Há algo disso tudo em Nós, novo filme do diretor e roteirista Jordan Peele, ainda mais perturbador e envolvente do que Corra! (2017). Na trama, Adelaide (Lupita Nyong'o) retorna à praia na qual vivenciou uma experiência traumática na infância, agora acompanhada do marido, Gabe (Winston Duke), e dos filhos, a adolescente Zora (Shahadi Wright Joseph) e o pequeno Jason (Evan Alex). Logo, eles passam a ser perseguidos por versões assustadoras de si.

Por um lado, Peele se afasta um pouco da questão racial, tão importante em seu primeiro longa-metragem — ela não deixa de estar presente, mas surge em doses moderadas, especialmente no relacionamento da dupla central com o casal de amigos Kitty (Elisabeth Moss) e Josh (Tim Heidecker). Desta vez, seu olhar crítico se volta para outro tópico urgente: a crescente atmosfera de intolerância e agressividade que tem se espalhado na sociedade americana e, a bem da verdade, no mundo como um todo. De modo inteligente, o filme se vale dos doppelgänger para questionar até que ponto o medo do outro mascara a ameaça que existe em nós mesmos.

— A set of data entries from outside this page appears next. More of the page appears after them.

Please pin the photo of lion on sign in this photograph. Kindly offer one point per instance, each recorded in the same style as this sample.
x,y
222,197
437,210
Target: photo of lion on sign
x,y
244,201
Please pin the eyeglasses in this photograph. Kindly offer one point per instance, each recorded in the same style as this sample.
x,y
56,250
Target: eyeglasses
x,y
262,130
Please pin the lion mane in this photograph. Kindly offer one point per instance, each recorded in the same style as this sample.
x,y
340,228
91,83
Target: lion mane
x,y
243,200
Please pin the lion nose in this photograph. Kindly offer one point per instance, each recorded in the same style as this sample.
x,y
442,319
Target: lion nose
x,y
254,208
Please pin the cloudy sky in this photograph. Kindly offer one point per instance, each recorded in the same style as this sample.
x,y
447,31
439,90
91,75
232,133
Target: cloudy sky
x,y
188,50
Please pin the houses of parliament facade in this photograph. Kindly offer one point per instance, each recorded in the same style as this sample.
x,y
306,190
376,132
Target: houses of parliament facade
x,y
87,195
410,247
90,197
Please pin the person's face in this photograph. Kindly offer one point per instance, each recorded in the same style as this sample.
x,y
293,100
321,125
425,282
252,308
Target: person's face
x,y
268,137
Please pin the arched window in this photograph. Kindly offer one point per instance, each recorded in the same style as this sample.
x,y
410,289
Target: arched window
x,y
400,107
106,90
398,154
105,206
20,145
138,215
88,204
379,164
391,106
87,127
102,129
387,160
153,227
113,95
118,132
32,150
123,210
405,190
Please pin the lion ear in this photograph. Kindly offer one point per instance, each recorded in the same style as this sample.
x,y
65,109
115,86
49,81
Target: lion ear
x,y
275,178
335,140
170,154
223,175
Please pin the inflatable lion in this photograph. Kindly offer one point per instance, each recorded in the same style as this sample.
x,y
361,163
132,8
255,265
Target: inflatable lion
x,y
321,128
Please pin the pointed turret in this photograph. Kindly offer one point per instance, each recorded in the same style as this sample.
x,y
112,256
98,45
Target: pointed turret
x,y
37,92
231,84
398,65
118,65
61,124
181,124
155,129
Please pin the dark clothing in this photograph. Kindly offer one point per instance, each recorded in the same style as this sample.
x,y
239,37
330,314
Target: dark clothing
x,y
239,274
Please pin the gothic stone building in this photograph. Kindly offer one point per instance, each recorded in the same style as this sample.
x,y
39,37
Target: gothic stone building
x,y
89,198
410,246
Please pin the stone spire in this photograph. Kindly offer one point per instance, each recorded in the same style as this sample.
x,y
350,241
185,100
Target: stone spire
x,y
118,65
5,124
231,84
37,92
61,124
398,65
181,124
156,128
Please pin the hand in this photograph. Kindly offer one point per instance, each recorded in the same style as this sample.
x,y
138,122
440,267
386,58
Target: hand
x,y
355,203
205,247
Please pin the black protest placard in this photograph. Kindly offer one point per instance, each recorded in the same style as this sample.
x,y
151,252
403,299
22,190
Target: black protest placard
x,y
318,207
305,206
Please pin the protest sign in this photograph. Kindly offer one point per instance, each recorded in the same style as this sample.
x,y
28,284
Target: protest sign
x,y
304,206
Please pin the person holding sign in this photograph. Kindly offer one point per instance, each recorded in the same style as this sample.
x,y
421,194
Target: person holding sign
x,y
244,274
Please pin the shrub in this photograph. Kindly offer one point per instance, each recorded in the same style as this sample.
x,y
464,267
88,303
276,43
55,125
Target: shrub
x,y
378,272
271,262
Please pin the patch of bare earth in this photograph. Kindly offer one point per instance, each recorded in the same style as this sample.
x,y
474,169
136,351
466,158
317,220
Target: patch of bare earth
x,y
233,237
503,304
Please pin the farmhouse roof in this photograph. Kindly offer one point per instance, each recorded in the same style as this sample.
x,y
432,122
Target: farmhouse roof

Em contrapartida, o terror, apenas um coadjuvante no longa anterior, assume o protagonismo aqui, embora este não seja, de modo algum, um terror tradicional. O cineasta mostra conhecimento do vocabulário do gênero, dominando o uso dos jump scares, da violência (às vezes beirando o gore) e da trilha sonora, seja nos excelentes temas originais compostos por Michael Abels, seja na escolha de canções como I Got 5 On It, do duo Luniz, e Good Vibrations, dos Beach Boys.

Ao mesmo tempo, ele acrescenta seu toque pessoal. Além de possuir um senso estético particular, Peele não se furta a simplesmente ignorar as convenções quando julga necessário — o que explica, por exemplo, o fato de por vezes se negar a dar o susto depois de prepará-lo ou de inserir humor, catarse, compaixão ou outros elementos atípicos em momentos inesperados.

Merece destaque ainda a impressionante performance de Lupita Nyong'o. A queniana-mexicana se consolida como uma das melhores atrizes da atualidade, exibindo enorme desenvoltura ao passear entre vulnerabilidade, resiliência, ternura, ferocidade e uma gama de emoções para construir duas personagens complexas, sem mencionar seu trabalho de voz e postura na caracterização de Red, a versão má.

Finalmente, é preciso falar (sem spoilers!) sobre o plot twist. Ainda que não seja o mais surpreendente ou original (e é provável que alguns espectadores se aborreçam com isso), ele funciona, amarrando os temas e elucidando algumas passagens importantes da trama. Ademais, o fato de não ser necessariamente uma revelação bombástica já diz muito sobre o longa — Nós dispensa pirotecnia para contar uma ótima história.